Mücadele etmek yerine dinlemeliyiz
Ankara’da gerçekleştirilen çalıştayda ifade özgürlüğü üzerinde duran Szombati, Gezi olayları sırasındaki Twitter tutuklamalarına dikkat çekti. Gezi Parkı ile ilgili paylaşımların tehdit olarak algılandığını belirten Szombati, “mücadele etmek yerine, onları dinlemek durumundayız. Binlerce internet sitesini de körü körüne yasaklanması olmaz” diye konuştu. Bu konuda nefret suçları veya kamu düzenini bozan suçların ayrı tutulması gerektiğini savunan Szombati, Avrupa İnsan Hakları Mahkemesi (AİHM) içtihatlarının kılavuz olarak alınması gerektiğini söyledi.
Siyasi iktidarın baskısı ve medyayı yönlendirme çabaları
Sosyal medyanın artık tüm bilim alanlarını ve sosyal davranışları etkilediğini vurgulayan Anayasa Mahkemesi Başkanvekili Alparslan Altan ise medyadaki kartelleşme, ticari veya siyasi amaçlarla medyayı yönlendirme girişimleri, siyasal iktidarların çeşitli yollarla medyayı ele geçirme, susturma ve etkisiz hale getirme çabalarına karşı sosyal medya özgürlüğünün önemli bir role sahip olduğunu ifade etti.
Altan’a göre aynı zamanda sosyal medyada ifade özgürlüğünün kapsam ve sınırlarının belirlenmesi de bir hayli önemli.

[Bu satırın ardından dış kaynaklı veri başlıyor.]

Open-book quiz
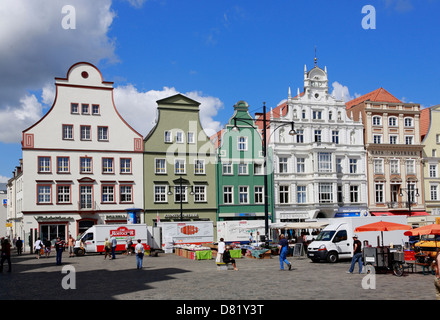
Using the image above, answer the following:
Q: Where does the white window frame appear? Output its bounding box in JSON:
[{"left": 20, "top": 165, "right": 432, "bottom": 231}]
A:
[
  {"left": 164, "top": 131, "right": 172, "bottom": 143},
  {"left": 318, "top": 152, "right": 332, "bottom": 173},
  {"left": 222, "top": 163, "right": 233, "bottom": 175},
  {"left": 154, "top": 185, "right": 167, "bottom": 203},
  {"left": 279, "top": 185, "right": 289, "bottom": 204},
  {"left": 223, "top": 186, "right": 234, "bottom": 204},
  {"left": 372, "top": 116, "right": 382, "bottom": 126},
  {"left": 238, "top": 163, "right": 248, "bottom": 175},
  {"left": 318, "top": 183, "right": 333, "bottom": 203},
  {"left": 193, "top": 185, "right": 206, "bottom": 202},
  {"left": 187, "top": 132, "right": 195, "bottom": 144},
  {"left": 297, "top": 185, "right": 306, "bottom": 204},
  {"left": 239, "top": 186, "right": 249, "bottom": 204},
  {"left": 237, "top": 136, "right": 248, "bottom": 151},
  {"left": 254, "top": 186, "right": 264, "bottom": 204},
  {"left": 374, "top": 159, "right": 384, "bottom": 174},
  {"left": 194, "top": 159, "right": 205, "bottom": 175},
  {"left": 430, "top": 164, "right": 438, "bottom": 178},
  {"left": 174, "top": 159, "right": 186, "bottom": 174},
  {"left": 390, "top": 159, "right": 400, "bottom": 174},
  {"left": 155, "top": 158, "right": 167, "bottom": 174},
  {"left": 404, "top": 117, "right": 414, "bottom": 127}
]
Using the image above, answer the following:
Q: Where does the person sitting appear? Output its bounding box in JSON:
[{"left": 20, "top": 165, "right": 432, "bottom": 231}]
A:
[{"left": 223, "top": 246, "right": 238, "bottom": 271}]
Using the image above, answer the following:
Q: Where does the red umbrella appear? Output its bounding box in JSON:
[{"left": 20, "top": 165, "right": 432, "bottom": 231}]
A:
[
  {"left": 404, "top": 224, "right": 440, "bottom": 254},
  {"left": 404, "top": 224, "right": 440, "bottom": 236},
  {"left": 355, "top": 221, "right": 411, "bottom": 247}
]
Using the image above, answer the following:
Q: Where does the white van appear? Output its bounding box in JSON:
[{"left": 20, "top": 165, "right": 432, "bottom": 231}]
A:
[
  {"left": 74, "top": 224, "right": 156, "bottom": 256},
  {"left": 307, "top": 216, "right": 408, "bottom": 263}
]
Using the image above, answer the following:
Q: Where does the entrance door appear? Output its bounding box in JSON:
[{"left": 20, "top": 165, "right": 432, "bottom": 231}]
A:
[
  {"left": 78, "top": 220, "right": 95, "bottom": 237},
  {"left": 40, "top": 224, "right": 67, "bottom": 244}
]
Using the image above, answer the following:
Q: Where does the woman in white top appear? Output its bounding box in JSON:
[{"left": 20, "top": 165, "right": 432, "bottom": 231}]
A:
[
  {"left": 217, "top": 238, "right": 225, "bottom": 263},
  {"left": 33, "top": 238, "right": 43, "bottom": 259}
]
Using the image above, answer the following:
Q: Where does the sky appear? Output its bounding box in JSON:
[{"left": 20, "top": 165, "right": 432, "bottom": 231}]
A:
[{"left": 1, "top": 0, "right": 440, "bottom": 182}]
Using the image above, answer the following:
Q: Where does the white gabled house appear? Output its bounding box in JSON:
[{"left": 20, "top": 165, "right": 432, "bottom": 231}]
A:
[{"left": 21, "top": 62, "right": 144, "bottom": 244}]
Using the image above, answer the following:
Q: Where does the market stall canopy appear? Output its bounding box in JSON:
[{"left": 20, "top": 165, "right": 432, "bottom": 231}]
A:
[
  {"left": 404, "top": 224, "right": 440, "bottom": 236},
  {"left": 270, "top": 222, "right": 329, "bottom": 229},
  {"left": 355, "top": 220, "right": 411, "bottom": 247},
  {"left": 355, "top": 221, "right": 411, "bottom": 232}
]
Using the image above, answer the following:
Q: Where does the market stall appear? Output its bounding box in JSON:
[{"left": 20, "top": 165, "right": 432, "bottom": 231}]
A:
[
  {"left": 174, "top": 244, "right": 213, "bottom": 260},
  {"left": 355, "top": 220, "right": 411, "bottom": 276}
]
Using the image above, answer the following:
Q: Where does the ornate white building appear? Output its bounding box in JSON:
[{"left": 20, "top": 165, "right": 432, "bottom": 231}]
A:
[
  {"left": 20, "top": 62, "right": 144, "bottom": 245},
  {"left": 270, "top": 61, "right": 368, "bottom": 222}
]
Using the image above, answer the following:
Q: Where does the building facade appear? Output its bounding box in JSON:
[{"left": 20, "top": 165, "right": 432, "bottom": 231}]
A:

Zira Altan, ortaya çıkan hukuki problemler için çözüm önerileri oluşturulması, hukuki uygulayıcılarının internet ve medya alanındaki teknik bilgi eksikliğinin giderilmesi konusunda uzmanlarla yapılacak işbirliğinin ifade özgürlüğü adına önemli bir gelişme olacağı görüşünü savunuyor.

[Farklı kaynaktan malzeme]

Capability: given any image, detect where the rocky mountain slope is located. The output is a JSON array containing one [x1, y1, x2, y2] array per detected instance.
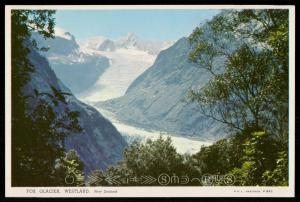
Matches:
[[32, 32, 110, 94], [23, 48, 128, 174], [97, 37, 225, 141]]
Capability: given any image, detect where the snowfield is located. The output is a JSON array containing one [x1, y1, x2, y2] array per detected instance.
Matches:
[[77, 47, 157, 102], [76, 32, 173, 102]]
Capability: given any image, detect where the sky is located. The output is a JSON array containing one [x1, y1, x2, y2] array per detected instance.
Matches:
[[55, 9, 220, 42]]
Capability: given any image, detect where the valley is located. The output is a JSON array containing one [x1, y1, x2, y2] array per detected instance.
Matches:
[[34, 30, 218, 154], [93, 105, 212, 154], [11, 8, 290, 188]]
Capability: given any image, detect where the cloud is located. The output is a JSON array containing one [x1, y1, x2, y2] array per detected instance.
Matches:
[[54, 26, 72, 40]]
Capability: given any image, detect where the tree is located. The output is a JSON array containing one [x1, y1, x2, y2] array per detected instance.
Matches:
[[11, 10, 55, 95], [229, 131, 278, 186], [94, 136, 189, 186], [11, 10, 84, 186], [89, 132, 287, 186], [191, 138, 242, 177], [187, 9, 289, 186], [262, 150, 288, 186], [14, 92, 82, 186], [188, 10, 289, 141]]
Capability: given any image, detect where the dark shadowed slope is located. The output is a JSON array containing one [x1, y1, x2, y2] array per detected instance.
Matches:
[[23, 49, 127, 174]]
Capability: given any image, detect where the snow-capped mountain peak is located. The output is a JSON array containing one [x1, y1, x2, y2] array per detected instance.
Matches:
[[79, 36, 107, 50], [79, 33, 173, 55]]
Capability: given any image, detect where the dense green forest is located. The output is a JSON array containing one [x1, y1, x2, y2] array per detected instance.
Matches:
[[11, 9, 288, 186]]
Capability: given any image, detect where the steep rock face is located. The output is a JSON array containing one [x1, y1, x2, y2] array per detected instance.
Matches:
[[32, 31, 79, 56], [32, 32, 110, 94], [48, 53, 110, 95], [97, 37, 225, 141], [97, 39, 116, 51], [23, 49, 127, 174]]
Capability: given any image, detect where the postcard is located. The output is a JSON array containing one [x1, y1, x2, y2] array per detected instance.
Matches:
[[5, 5, 295, 197]]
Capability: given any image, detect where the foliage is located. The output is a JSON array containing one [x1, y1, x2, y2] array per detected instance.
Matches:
[[13, 90, 83, 186], [191, 137, 243, 176], [11, 10, 55, 94], [88, 136, 190, 186], [262, 150, 288, 186], [229, 131, 278, 185], [11, 10, 84, 186], [184, 9, 289, 187], [188, 9, 289, 141], [89, 130, 287, 186]]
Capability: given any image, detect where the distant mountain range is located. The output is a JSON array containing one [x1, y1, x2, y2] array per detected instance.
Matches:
[[80, 32, 173, 55], [33, 30, 173, 98]]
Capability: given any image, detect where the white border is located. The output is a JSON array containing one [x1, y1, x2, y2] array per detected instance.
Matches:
[[5, 5, 295, 198]]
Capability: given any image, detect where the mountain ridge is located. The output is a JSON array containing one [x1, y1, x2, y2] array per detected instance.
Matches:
[[97, 37, 225, 141], [80, 32, 173, 55], [32, 32, 110, 94], [32, 31, 173, 97]]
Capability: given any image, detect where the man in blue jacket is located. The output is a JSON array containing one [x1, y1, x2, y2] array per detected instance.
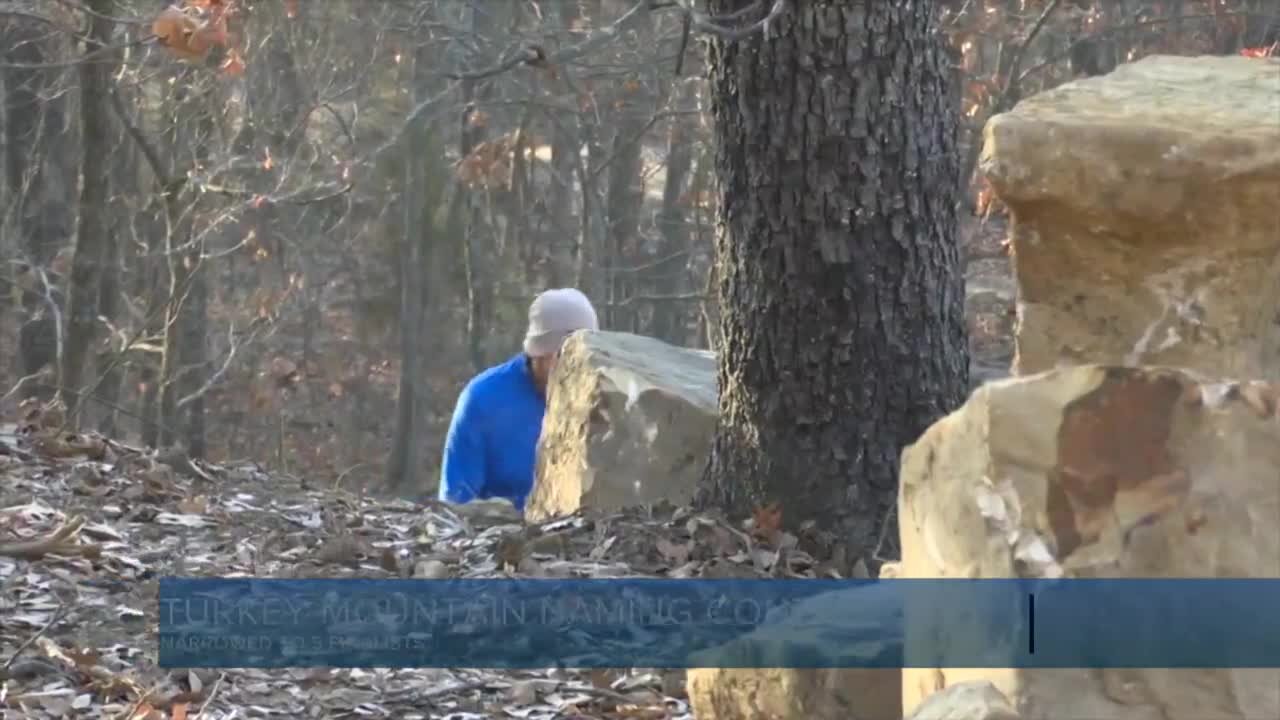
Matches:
[[438, 288, 599, 511]]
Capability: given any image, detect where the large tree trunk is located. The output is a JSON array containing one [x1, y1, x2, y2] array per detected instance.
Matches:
[[697, 1, 969, 570], [60, 0, 117, 421]]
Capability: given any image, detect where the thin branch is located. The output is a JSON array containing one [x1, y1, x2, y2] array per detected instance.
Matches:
[[0, 35, 153, 68], [108, 85, 174, 187], [0, 516, 95, 560], [683, 0, 788, 42], [1, 602, 69, 671], [0, 7, 83, 37], [1017, 11, 1273, 85], [48, 0, 153, 26], [36, 268, 65, 383], [175, 322, 261, 410], [997, 0, 1063, 111]]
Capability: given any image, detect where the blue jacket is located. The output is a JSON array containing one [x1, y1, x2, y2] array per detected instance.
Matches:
[[439, 353, 546, 510]]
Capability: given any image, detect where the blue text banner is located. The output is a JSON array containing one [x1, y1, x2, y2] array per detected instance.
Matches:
[[157, 578, 1279, 669]]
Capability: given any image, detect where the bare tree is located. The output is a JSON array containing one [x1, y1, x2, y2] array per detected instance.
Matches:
[[60, 0, 118, 419]]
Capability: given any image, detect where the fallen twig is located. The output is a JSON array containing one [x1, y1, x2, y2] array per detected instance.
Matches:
[[192, 672, 226, 718], [0, 515, 98, 560], [1, 602, 68, 672]]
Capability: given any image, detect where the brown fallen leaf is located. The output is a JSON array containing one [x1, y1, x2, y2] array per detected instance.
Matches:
[[314, 535, 364, 566], [495, 533, 526, 569], [170, 702, 189, 720], [751, 502, 783, 545], [379, 546, 399, 573], [30, 433, 107, 461], [1240, 381, 1279, 419], [130, 703, 164, 720], [588, 668, 616, 689]]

“Klasik medya anlayışı geride kaldı”
Çalıştayda söz alan Yargıtay Cumhuriyet Başsavcısı Hasan Erbil de internet ve sosyal medyanın hızla gelişerek insan hayatında daha çok yer ettiğini belirttiği konuşmasında şunları söyledi:
“Sosyal medya kanallarının yaygınlaşması ve insanların iletişim kurma biçimlerini baştan aşağıya değiştiren yeni iletişim aygıtlarının ortaya çıkmasına paralel olarak günümüz dijital medyası önemli bir dönüşümden geçmektedir. Artık klasik medya anlayışı çok gerilerde kalmıştır. Zira sosyal medya, insanlar arası iletişimin devamlı ve küresel nitelikte olmasını sağlamıştır. Artık her birey, sosyal medya kanalları sayesinde bilgi ve haberleri toplama, raporlama, analiz etme ve yayma imkanına kavuşturmuştur ki, bu ideal anlamda katılımcı demokrasinin günümüzdeki tezahüründen başka bir şey değildir. Bir başka ifadeyle, sosyal medya bireyleri sadece haber ve bilginin tüketicisi değil aynı zamanda bir parçası haline getirmiştir.”
Sosyal medya yasama, yürütme ve yargı organlarının kararlarını dahi etkiliyor
Klasik medyada en önemli aktörün profesyonel gazeteciler olduğunu söyleyen Erbil, sosyal medyada ise mesleği, dili, milliyeti, rengi, maddi gücü, eğitim seviyesi birbirinden çok farklı insanların gazeteci vatandaş rolüyle bilginin asıl kaynağı haline geldiğini, bunun yasama, yürütme ve yargı organlarının karar alma süreçlerini dahi etkilediği kaydetti.
Erbil’in konuşmasından diğer önemli satır başları ise şöyle:
– İfade özgürlüğü internete erişim hakkını da kapsar. Tüm devletlerin vatandaşların internete erişim hakkını güvence altına alma yükümlülüğü olduğu gibi herkesin de bilgi toplumuna katılma hakkı vardır.
– İnternet yayıncılığına getirilen her türlü sınırlama haber alma ve verme hakkının kısıtlanması anlamına gelir. AİHM, yalnızca haber verme hakkını değil, aynı zamanda toplum için haber alma hakkını da güvence altına alır.
– Yirminci yüzyılı biçimlendiren entelektüel tartışmalar dijital medya teknolojileri ışığında yeniden ele alınmalı, toplumların dönüşümü irdelenmeli, ortaya çıkan yeni olgular tartışılmalıdır.
– Tüm sorunların çözümü adına, ülke içi kurumlar arasındaki koordinasyonun sağlanması ve uluslararası işbirliğinin geliştirilmesi gereklidir.